Published: 1 August 2007

Abstract

Background

Single nucleotide polymorphisms (SNPs) and genes that exhibit presence/absence variation have provided informative marker sets for bacterial and viral genotyping. Identification of marker sets optimised for these purposes has been based on maximal generalized discriminatory power as measured by Simpson's Index of Diversity, or on the ability to identify specific variants. Here we describe the Not-N algorithm, which is designed to identify small sets of genetic markers diagnostic for user-specified subsets of known genetic variants.
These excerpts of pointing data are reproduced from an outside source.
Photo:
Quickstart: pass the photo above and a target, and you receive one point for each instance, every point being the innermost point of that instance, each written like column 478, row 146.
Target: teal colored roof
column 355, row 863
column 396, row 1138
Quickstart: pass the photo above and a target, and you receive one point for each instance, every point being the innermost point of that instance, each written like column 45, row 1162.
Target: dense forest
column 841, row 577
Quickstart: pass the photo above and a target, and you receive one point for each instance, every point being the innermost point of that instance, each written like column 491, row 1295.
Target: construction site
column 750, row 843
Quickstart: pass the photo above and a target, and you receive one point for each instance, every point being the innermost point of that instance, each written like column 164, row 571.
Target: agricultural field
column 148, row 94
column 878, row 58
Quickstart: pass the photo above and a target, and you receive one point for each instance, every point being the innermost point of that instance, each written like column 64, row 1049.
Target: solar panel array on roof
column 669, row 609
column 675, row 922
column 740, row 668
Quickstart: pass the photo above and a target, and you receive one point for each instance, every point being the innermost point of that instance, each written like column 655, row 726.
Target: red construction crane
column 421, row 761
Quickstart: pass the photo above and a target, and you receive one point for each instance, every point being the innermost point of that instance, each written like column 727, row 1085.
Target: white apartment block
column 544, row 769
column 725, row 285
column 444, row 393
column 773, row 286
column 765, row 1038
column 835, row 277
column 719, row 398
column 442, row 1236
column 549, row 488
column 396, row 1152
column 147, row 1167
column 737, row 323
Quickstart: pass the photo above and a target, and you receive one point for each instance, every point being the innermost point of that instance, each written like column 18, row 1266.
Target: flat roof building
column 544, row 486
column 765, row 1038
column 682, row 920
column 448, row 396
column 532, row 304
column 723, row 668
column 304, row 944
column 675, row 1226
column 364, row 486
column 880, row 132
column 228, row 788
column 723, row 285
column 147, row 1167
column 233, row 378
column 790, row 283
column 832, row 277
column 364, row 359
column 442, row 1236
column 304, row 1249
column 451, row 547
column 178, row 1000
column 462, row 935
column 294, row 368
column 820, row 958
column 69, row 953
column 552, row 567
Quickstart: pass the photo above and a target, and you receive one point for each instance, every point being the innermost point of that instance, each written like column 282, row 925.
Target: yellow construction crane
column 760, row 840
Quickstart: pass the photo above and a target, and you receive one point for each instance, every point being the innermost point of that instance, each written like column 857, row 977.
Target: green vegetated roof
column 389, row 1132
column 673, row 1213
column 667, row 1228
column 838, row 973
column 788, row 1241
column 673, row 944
The algorithm does not treat the user-specified subset and the remaining genetic variants equally. Rather Not-N analysis is designed to underpin assays that provide 0% false negatives, which is very important for e.g. diagnostic procedures for clinically significant subgroups within microbial species.

Results

The Not-N algorithm has been incorporated into the "Minimum SNPs" computer program and used to derive genetic markers diagnostic for multilocus sequence typing-defined clonal complexes, hepatitis C virus (HCV) subtypes, and phylogenetic clades defined by comparative genome hybridization (CGH) data for Campylobacter jejuni, Yersinia enterocolitica and Clostridium difficile.

Conclusion

Not-N analysis is effective for identifying small sets of genetic markers diagnostic for microbial sub-groups. The best results to date have been obtained with CGH data from several bacterial species, and HCV sequence data.